Key differentials / commonly confused points

  • Carina (T4/T5) vs oesophageal hiatus (T10) vs aortic hiatus (T12) — do not blur the thoracic levels.
  • Aortic bifurcation (L4) vs IVC formation (L5) — the artery splits above where the veins unite.
  • Coeliac trunk (T12) vs SMA (L1) vs IMA (L3) — the three midline gut arteries descend at two-level intervals; pair them with the foregut/midgut/hindgut.
  • Conus medullaris (L1–L2) vs dural sac termination (S2) — both are tested as "end points," but one is neural tissue and the other the meningeal sac.
  • Median vs mid-clavicular vs mid-inguinal vs mid-point of inguinal ligament — the mid-inguinal point (midway between ASIS and pubic symphysis) overlies the femoral artery; the mid-point of the inguinal ligament (ASIS to pubic tubercle) overlies the deep inguinal ring. A classic two-mark trap.
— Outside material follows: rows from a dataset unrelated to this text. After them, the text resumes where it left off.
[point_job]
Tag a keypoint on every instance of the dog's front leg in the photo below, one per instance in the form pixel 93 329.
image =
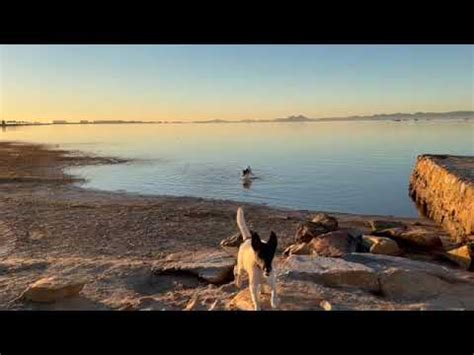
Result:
pixel 253 286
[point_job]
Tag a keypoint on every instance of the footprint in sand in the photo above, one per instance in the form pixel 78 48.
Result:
pixel 7 239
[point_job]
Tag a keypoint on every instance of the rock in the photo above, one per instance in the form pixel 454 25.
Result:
pixel 233 241
pixel 462 256
pixel 325 220
pixel 298 249
pixel 381 245
pixel 333 244
pixel 51 289
pixel 321 224
pixel 392 277
pixel 443 189
pixel 213 267
pixel 326 305
pixel 333 272
pixel 379 224
pixel 406 279
pixel 412 285
pixel 413 237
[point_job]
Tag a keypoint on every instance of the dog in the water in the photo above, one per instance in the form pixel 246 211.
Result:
pixel 247 172
pixel 255 257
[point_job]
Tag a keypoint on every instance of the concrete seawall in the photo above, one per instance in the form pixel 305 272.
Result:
pixel 443 188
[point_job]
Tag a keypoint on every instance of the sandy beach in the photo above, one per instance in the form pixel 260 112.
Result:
pixel 50 225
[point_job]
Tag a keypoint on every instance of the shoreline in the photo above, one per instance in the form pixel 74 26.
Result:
pixel 49 226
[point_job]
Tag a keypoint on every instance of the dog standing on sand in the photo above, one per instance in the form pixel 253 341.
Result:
pixel 255 257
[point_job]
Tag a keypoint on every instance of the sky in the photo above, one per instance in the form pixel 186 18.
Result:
pixel 200 82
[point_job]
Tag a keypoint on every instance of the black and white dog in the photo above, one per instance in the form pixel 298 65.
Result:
pixel 255 257
pixel 246 173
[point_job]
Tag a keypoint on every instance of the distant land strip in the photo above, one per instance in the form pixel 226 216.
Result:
pixel 466 115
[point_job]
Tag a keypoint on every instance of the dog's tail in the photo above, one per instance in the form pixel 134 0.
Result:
pixel 242 225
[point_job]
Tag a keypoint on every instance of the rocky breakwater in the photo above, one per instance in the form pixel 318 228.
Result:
pixel 443 188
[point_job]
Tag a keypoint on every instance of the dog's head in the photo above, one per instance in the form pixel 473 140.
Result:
pixel 265 251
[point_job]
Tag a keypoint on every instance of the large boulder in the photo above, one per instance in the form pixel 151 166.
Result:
pixel 462 256
pixel 380 245
pixel 392 277
pixel 325 220
pixel 321 224
pixel 332 272
pixel 51 289
pixel 298 249
pixel 333 244
pixel 412 237
pixel 406 279
pixel 379 224
pixel 215 267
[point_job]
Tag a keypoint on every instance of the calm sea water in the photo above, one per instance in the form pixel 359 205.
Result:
pixel 355 167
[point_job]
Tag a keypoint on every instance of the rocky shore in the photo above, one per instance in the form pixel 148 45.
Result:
pixel 443 186
pixel 63 247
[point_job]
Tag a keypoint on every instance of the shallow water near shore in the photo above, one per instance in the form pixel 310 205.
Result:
pixel 355 167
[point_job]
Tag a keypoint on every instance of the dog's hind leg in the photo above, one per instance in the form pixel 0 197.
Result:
pixel 237 276
pixel 254 291
pixel 274 298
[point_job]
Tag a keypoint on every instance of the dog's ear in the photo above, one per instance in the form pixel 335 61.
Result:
pixel 256 242
pixel 272 242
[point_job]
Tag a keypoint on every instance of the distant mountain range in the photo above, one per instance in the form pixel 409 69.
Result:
pixel 459 115
pixel 378 117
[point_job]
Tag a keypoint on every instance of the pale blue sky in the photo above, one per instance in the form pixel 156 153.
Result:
pixel 232 82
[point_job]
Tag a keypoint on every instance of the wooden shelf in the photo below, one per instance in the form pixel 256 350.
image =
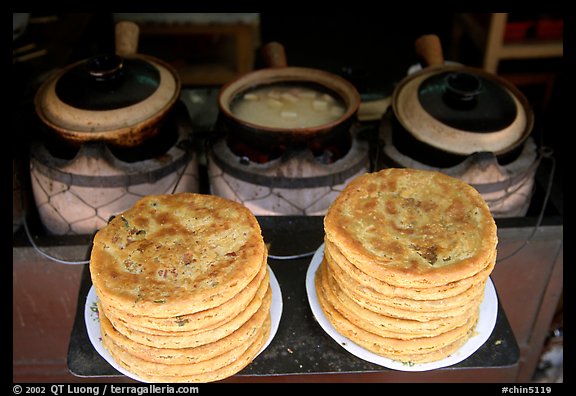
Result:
pixel 202 54
pixel 487 33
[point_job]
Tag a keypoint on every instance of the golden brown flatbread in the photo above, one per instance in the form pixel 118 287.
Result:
pixel 173 255
pixel 412 228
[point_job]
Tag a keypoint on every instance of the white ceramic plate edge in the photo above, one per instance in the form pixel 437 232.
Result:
pixel 92 322
pixel 486 323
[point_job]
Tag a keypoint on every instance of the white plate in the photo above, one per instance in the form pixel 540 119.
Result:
pixel 92 321
pixel 486 323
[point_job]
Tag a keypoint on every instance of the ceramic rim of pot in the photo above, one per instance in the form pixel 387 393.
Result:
pixel 264 77
pixel 418 122
pixel 126 126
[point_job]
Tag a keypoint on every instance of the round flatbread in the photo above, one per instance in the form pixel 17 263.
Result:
pixel 176 254
pixel 412 228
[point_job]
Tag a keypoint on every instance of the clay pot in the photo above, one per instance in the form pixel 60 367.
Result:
pixel 278 73
pixel 120 99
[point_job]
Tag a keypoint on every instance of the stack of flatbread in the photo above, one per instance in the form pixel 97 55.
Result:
pixel 183 288
pixel 407 255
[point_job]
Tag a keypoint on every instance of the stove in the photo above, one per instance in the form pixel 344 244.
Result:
pixel 77 190
pixel 296 181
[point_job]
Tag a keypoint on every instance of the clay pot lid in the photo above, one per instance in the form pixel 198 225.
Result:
pixel 462 110
pixel 107 94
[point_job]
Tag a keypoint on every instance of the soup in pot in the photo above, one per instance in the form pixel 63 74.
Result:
pixel 287 106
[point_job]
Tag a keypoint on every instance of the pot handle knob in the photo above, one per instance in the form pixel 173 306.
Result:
pixel 126 36
pixel 429 50
pixel 105 67
pixel 274 55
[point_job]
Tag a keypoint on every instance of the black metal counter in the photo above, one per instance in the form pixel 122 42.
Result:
pixel 300 347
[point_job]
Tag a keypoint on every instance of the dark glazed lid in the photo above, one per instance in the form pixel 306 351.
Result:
pixel 467 101
pixel 462 110
pixel 107 82
pixel 109 97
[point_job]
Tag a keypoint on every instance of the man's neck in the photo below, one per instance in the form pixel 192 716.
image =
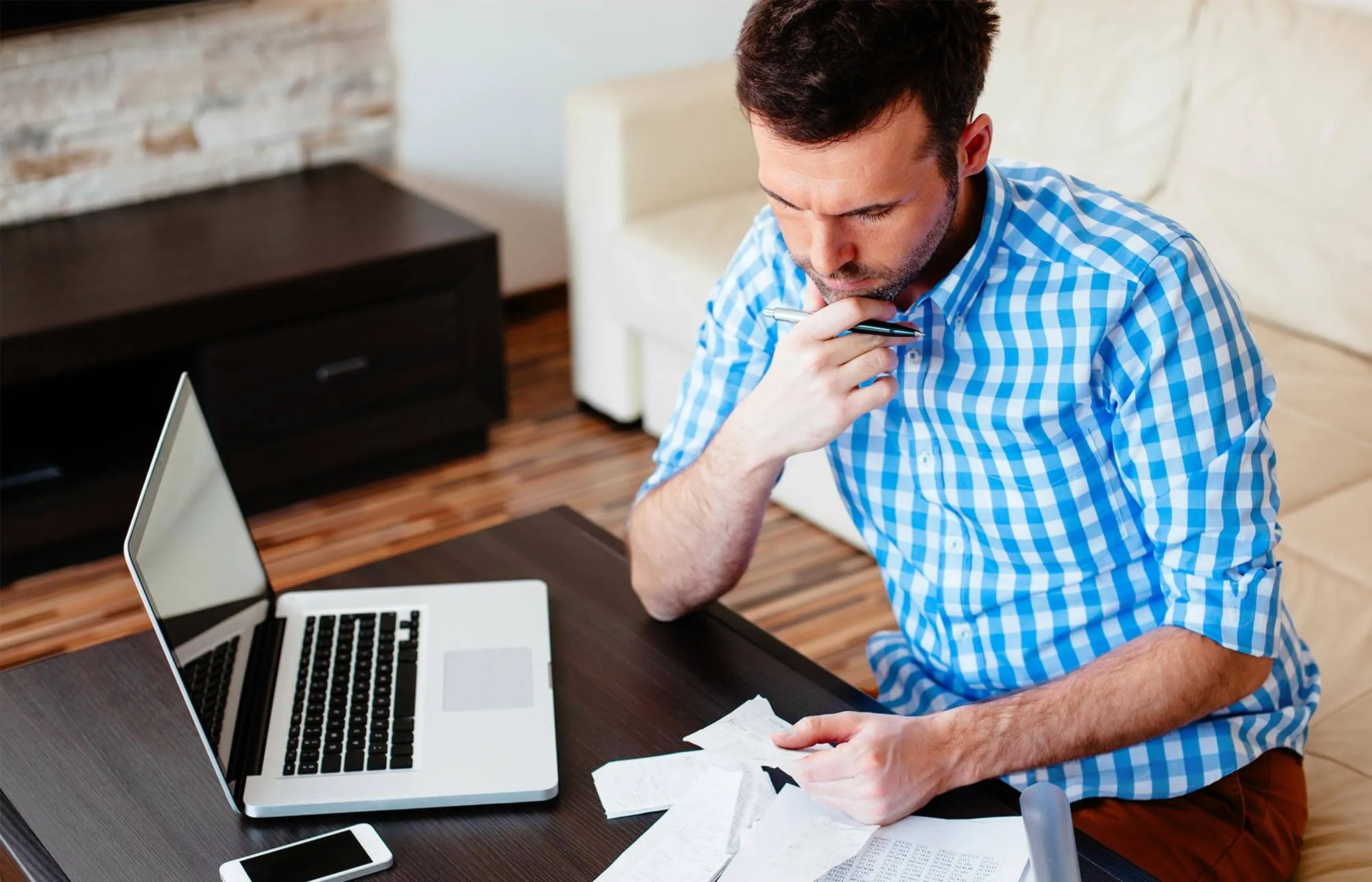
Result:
pixel 960 239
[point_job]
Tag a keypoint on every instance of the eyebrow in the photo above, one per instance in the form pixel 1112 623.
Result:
pixel 880 206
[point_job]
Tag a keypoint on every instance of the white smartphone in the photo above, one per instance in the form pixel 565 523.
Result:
pixel 348 854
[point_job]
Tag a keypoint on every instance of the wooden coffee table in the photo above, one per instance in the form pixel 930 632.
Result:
pixel 104 777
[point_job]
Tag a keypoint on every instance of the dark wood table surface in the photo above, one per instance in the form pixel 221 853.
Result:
pixel 104 777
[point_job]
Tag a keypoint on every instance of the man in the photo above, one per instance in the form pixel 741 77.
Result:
pixel 1067 482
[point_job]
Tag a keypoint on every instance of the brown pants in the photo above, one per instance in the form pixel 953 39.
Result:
pixel 1245 826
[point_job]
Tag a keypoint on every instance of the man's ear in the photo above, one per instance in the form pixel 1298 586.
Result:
pixel 975 146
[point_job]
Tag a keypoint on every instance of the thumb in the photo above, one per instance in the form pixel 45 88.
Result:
pixel 814 301
pixel 817 730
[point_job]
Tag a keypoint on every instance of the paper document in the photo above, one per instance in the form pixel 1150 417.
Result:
pixel 755 798
pixel 746 736
pixel 796 840
pixel 654 784
pixel 930 850
pixel 692 842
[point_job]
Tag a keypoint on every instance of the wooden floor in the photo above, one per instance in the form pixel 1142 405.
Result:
pixel 812 591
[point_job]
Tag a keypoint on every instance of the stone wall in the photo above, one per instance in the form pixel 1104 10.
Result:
pixel 169 102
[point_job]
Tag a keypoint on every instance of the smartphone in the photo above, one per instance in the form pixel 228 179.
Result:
pixel 348 854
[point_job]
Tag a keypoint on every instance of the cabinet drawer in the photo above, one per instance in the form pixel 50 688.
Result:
pixel 327 370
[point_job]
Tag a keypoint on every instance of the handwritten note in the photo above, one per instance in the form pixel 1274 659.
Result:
pixel 654 784
pixel 691 843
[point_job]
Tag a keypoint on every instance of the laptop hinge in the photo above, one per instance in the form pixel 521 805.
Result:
pixel 256 708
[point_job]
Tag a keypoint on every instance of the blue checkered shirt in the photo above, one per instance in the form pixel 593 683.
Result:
pixel 1078 456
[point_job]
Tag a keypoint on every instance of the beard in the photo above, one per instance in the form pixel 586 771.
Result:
pixel 891 283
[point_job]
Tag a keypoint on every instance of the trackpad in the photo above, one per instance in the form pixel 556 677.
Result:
pixel 488 680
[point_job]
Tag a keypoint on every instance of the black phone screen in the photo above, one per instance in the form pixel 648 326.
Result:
pixel 307 862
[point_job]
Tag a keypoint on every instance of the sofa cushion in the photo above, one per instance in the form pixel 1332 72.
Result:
pixel 1333 615
pixel 1322 420
pixel 1273 168
pixel 1338 778
pixel 669 263
pixel 1096 90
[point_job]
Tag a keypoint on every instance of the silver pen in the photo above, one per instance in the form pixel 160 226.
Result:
pixel 880 329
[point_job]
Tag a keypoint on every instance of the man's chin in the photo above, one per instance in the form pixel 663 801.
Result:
pixel 876 293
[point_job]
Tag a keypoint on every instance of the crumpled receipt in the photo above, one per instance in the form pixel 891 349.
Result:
pixel 746 736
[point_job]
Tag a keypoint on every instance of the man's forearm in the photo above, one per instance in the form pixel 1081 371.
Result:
pixel 1150 687
pixel 691 540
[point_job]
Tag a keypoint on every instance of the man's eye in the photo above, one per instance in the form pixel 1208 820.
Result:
pixel 875 216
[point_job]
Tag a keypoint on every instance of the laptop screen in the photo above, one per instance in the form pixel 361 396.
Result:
pixel 194 560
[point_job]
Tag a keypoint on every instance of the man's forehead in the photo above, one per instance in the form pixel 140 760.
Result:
pixel 879 165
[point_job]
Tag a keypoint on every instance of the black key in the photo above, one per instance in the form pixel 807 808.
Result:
pixel 407 674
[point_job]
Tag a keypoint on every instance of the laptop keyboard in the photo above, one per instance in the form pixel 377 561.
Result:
pixel 355 695
pixel 206 680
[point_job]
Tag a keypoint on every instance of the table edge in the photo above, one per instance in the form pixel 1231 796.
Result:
pixel 24 847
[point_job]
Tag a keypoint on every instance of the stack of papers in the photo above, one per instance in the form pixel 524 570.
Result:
pixel 726 824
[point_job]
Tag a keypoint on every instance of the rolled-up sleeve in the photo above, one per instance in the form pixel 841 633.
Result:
pixel 733 349
pixel 1190 396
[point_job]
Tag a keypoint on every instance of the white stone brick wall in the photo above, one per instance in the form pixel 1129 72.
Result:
pixel 178 101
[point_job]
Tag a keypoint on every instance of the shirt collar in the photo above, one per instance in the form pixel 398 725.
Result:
pixel 956 293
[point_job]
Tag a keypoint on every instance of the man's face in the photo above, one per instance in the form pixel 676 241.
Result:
pixel 862 217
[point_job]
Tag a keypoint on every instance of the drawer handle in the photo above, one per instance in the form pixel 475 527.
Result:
pixel 338 368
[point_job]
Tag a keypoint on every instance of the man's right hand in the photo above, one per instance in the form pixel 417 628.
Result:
pixel 810 392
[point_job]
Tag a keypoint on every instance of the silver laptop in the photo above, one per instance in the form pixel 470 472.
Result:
pixel 335 702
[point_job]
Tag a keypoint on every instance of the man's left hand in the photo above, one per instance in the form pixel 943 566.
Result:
pixel 883 769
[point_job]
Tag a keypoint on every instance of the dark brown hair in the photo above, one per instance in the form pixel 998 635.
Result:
pixel 817 72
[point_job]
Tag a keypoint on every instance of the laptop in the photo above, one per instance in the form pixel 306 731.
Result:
pixel 335 702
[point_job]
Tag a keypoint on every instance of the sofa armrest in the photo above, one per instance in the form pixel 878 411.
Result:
pixel 657 142
pixel 639 147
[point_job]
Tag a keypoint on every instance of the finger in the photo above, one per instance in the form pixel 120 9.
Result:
pixel 814 730
pixel 843 315
pixel 871 397
pixel 868 366
pixel 823 767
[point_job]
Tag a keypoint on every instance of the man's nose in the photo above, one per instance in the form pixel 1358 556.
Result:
pixel 829 249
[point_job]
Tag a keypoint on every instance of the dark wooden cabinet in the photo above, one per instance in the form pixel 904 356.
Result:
pixel 337 329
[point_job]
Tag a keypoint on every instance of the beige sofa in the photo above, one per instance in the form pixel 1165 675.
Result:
pixel 1249 123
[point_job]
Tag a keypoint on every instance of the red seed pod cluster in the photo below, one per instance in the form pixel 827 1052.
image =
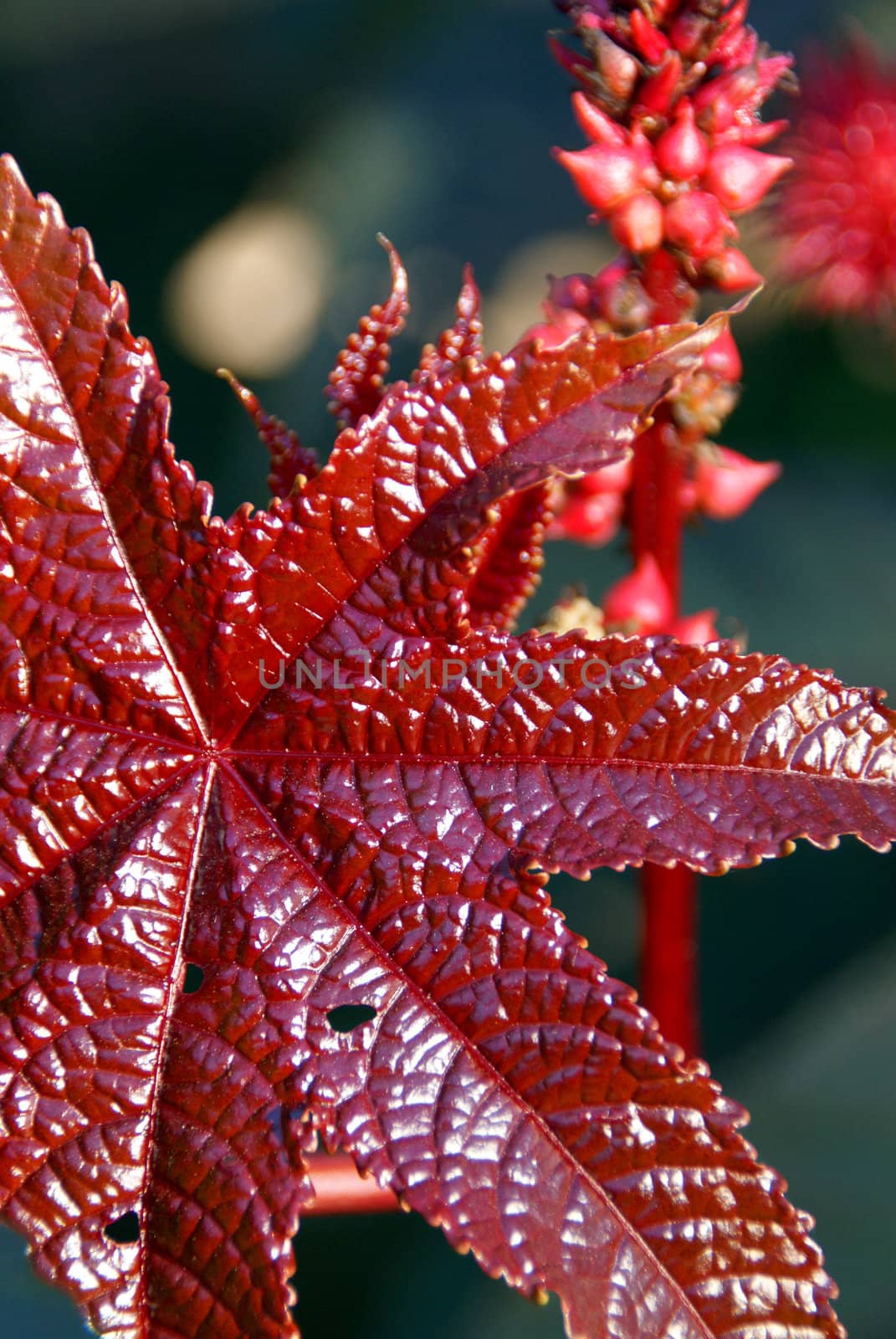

Recently asked / exam angle

  • "Which structure passes through the diaphragm at T8?" → IVC (with right phrenic nerve). Variants ask T10 (oesophagus + vagi) or T12 (aorta, thoracic duct, azygos).
  • "Transpyloric plane lies at which level / which structure is NOT in it?" → L1; distractors include the duodenojejunal flexure (strictly L2) and the spleen (not in the plane).
  • "Level of carina / tracheal bifurcation?" → T4/T5 (sternal angle); an inspiration-phase variant gives T6.
  • "Site of lumbar puncture / which line at iliac crests?" → L4, Tuffier's/supracristal line; cord ends at L1–L2.
  • "A lesion causing ipsilateral cerebellar signs and contralateral pain/temperature loss?" → tests ipsilateral vs contralateral understanding (lateral medullary syndrome).
  • "CT scans are taken in which plane?" → transverse/axial; radiological right–left convention frequently appended.
  • Image-based: identify the sternal angle on a lateral chest film or the transpyloric plane structures on a CT at L1.
  • "Aortic bifurcation level?" → L4 (umbilicus surface marking).

Rapid revision

  1. Anatomical position: erect, facing observer, palms forward (forearm supinated), feet forward.
  2. Three planes — sagittal (R/L), coronal/frontal (front/back), transverse/axial (top/bottom); CT = axial.
  3. Median/midsagittal divides into equal halves; parasagittal does not.
  4. Ipsilateral = same side, contralateral = opposite; rostral/caudal used in brain & embryo.
  5. Flexion/extension in sagittal plane; abduction/adduction in coronal; rotation in transverse.
  6. Sternal angle = T4/T5: rib 2, carina, aortic arch (begin & end), pulmonary trunk bifurcation, azygos arch, end of superior mediastinum.
  7. Carina at T4/T5 (descends to ~T6 in deep inspiration); right main bronchus wider, shorter, more vertical → aspiration site.
  8. Diaphragm: IVC + right phrenic = T8, oesophagus + both vagi = T10, aorta + thoracic duct + azygos = T12 ("I 8 10 EGGs AT 12").
  9. Transpyloric plane = L1: pylorus, gall-bladder fundus, pancreas neck/portal vein origin, SMA origin, renal hila; conus medullaris L1–L2.
  10. Midline gut arteries: coeliac T12, SMA L1, IMA L3; aortic bifurcation L4, IVC formed L5.
  11. Iliac crest = L4 (Tuffier's/supracristal line) → landmark for lumbar puncture (done L3–L4/L4–L5; cord ends L1–L2 in adult, L3 in neonate).
  12. Mid-inguinal point → femoral artery; mid-point of inguinal ligament → deep inguinal ring (do not confuse).